Statistics show that the palila population has plummeted 64% over the last five years, from an estimated 5,354 birds in 2003 to only 2,237 today. "DLNR initially took the court's orders seriously and, in return, the palila population rebounded. But DLNR has gotten lax in recent years, and goats and sheep are allowed to wander into core critical habitat to browse at will," said John Harrison, president of the Hawaiÿi Audubon Society. "The palila population is suffering for it," he added.
The palila, one of the last remaining endemic Hawaiian honeycreepers, once inhabited native mamane-naio dry forest throughout Hawaiÿi Island. The palila depends primarily on seeds from mamane trees for food, supplemented by native caterpillars found only inside mamane pods. Mamane and naio trees also provide the palila with important nesting sites. "Palila thrive where a wide elevational range of healthy mamane trees supplies them with food year-round. This is why over 90% of them are on Mauna Kea's south slope; there simply aren't enough healthy trees for them anywhere else," said Harrison.
Goats and sheep browse on mamane leaves, stems, seedlings, and sprouts, and in the process denude and stress trees, and most importantly, prevent the growth of young trees. "Goats and sheep have an enormous negative effect on native forests. Older trees will eventually die, whether due to stress from browsing or other causes.

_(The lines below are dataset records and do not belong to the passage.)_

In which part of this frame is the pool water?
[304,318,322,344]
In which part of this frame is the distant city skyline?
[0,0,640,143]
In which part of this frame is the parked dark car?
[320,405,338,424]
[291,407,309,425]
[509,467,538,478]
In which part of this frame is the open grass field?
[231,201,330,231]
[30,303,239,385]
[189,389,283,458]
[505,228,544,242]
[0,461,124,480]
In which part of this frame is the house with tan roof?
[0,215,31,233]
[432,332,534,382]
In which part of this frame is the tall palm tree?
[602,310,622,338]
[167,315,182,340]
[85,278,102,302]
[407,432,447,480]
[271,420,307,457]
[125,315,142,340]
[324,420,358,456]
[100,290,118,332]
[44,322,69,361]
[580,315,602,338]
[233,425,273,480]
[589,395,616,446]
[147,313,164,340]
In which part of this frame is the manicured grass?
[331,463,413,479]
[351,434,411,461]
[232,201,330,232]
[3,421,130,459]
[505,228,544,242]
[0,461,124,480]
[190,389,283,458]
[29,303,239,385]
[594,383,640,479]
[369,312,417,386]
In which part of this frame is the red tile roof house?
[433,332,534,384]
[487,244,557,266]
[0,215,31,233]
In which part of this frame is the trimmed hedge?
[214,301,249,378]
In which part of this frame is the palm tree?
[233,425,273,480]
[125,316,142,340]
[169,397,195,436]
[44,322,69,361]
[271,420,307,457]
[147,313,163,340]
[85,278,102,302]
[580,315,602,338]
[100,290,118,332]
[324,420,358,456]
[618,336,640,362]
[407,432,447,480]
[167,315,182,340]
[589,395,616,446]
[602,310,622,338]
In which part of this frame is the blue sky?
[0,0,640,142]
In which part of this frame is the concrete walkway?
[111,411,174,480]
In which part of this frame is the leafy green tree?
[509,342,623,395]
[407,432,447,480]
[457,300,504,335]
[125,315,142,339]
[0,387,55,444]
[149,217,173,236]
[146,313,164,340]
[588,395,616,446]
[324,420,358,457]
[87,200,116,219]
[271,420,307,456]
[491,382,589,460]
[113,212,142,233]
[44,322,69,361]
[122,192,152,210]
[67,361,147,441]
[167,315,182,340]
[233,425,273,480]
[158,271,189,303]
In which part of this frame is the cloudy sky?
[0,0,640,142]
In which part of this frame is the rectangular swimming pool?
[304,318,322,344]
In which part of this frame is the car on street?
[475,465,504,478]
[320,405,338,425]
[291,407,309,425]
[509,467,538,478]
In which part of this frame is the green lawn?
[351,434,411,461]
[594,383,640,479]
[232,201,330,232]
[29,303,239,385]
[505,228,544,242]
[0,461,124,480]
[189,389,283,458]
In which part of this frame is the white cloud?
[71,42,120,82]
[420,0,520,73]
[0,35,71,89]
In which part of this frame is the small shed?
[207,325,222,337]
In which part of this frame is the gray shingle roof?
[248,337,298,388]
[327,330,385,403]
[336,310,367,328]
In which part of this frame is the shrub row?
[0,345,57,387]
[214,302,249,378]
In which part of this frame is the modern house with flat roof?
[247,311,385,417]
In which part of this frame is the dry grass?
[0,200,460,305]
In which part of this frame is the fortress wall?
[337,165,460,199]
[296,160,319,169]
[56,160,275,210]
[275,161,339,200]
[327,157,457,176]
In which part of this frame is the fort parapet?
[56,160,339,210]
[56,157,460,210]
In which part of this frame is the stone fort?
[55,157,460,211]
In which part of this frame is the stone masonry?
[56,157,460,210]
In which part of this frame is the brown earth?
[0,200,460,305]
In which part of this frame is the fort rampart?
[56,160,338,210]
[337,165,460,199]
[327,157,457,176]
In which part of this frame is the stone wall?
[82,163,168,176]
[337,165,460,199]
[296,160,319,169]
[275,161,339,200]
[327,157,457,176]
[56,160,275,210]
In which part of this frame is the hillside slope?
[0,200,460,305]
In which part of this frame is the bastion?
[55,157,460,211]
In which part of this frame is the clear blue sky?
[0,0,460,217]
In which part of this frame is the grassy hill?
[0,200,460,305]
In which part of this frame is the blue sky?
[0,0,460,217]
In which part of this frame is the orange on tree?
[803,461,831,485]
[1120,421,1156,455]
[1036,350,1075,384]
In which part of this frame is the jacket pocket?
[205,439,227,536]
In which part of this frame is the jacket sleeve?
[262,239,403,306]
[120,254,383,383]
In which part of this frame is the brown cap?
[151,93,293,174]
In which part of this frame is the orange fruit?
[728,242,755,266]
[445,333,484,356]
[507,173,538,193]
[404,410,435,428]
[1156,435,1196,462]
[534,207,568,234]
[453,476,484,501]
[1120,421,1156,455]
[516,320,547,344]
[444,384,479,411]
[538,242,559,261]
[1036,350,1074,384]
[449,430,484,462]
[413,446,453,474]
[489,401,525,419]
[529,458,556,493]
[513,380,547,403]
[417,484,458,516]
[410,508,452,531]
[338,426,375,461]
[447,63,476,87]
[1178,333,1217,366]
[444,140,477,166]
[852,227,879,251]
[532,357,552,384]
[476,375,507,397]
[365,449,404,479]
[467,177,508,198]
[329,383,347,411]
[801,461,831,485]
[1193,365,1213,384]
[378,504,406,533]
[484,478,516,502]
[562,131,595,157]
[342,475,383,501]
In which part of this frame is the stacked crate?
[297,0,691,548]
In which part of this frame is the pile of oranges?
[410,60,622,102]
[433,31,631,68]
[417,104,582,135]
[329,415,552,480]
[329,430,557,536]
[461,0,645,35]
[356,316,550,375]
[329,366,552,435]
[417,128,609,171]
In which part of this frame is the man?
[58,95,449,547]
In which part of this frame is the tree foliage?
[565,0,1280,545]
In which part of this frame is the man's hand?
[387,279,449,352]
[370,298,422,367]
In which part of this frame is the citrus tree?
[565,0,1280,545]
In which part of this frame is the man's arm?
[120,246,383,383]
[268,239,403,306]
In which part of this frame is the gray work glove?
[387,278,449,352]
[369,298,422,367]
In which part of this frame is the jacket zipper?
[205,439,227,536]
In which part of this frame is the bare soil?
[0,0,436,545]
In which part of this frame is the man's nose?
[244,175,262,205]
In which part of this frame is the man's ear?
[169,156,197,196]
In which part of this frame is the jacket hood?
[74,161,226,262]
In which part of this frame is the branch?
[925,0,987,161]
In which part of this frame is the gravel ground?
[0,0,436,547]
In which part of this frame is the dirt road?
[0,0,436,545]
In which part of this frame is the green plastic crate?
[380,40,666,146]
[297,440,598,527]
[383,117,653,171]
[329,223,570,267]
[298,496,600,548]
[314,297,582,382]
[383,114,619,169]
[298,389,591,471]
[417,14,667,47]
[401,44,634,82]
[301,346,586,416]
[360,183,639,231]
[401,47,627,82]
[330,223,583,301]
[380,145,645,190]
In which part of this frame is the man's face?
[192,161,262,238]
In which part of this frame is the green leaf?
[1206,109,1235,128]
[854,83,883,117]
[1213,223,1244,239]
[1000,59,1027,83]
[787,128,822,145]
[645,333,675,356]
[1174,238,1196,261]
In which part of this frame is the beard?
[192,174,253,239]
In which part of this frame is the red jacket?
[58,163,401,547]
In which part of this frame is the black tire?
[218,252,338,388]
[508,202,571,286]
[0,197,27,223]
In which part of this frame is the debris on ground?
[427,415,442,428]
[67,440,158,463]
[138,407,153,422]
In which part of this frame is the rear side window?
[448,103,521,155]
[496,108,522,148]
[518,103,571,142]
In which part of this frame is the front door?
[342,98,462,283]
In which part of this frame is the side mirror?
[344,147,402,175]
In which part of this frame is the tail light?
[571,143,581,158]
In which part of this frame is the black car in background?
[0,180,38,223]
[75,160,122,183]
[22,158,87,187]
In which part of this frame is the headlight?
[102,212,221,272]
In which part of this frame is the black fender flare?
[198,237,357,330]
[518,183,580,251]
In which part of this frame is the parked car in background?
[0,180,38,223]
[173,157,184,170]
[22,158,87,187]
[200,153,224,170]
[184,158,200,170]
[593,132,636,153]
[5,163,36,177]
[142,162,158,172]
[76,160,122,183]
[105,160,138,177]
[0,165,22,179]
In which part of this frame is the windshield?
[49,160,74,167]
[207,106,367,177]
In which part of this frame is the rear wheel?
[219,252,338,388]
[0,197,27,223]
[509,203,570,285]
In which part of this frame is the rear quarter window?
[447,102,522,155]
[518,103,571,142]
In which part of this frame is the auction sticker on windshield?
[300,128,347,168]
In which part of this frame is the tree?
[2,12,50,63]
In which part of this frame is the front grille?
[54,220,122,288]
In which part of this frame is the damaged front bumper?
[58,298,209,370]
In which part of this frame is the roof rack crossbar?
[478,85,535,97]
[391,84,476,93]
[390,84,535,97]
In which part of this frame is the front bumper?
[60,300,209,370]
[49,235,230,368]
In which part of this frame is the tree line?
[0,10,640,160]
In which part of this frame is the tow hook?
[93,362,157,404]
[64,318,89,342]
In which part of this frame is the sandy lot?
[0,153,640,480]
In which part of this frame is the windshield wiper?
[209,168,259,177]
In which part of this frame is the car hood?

Without regeneration of healthy, young trees, that habitat is lost," Mikulina said.
In 1979 and 1987, the Hawai'i federal district court ordered DLNR to remove all goats and sheep from the palila's critical habitat to allow the mamane-naio forest to regenerate, prevent additional harm to palila, and promote the species' recovery.
In 1998, DLNR agreed to use its best efforts to minimize migration of goats and sheep into palila critical habitat, including maintenance, repair, and upgrade of a fence built in the 1930s surrounding the palila critical habitat. "Despite its promise, and a subsequent court order, DLNR has never upgraded the 70-year old fence, and, to the best of our knowledge, hasn't even done any maintenance since 2001. Mouflon can easily jump the fence and goats and sheep can, and do, walk in through the gaping holes," said Earthjustice attorney Koalani Kaulukukui.
"The orders to remove goats and sheep are as relevant today as they were thirty years ago, because these animals are continuing to prevent mamane from becoming healthy trees, capable of supporting palila," Harrison said. "No trees, no palila. It's that simple."
Sierra Club, Hawaiÿi Chapter and the Hawai'i Audubon Society have asked DLNR to commit to specific benchmarks and deadlines, including concrete dates by which DLNR will secure sufficient funding for mouflon-proof fencing in and around palila critical habitat and dates by which construction of mouflon-proof fencing will be completed. "DLNR needs to take the court's orders seriously and prioritize the palila's recovery. If it's not willing to do that voluntarily, we'll be back in court," said Earthjustice's Kaulukukui.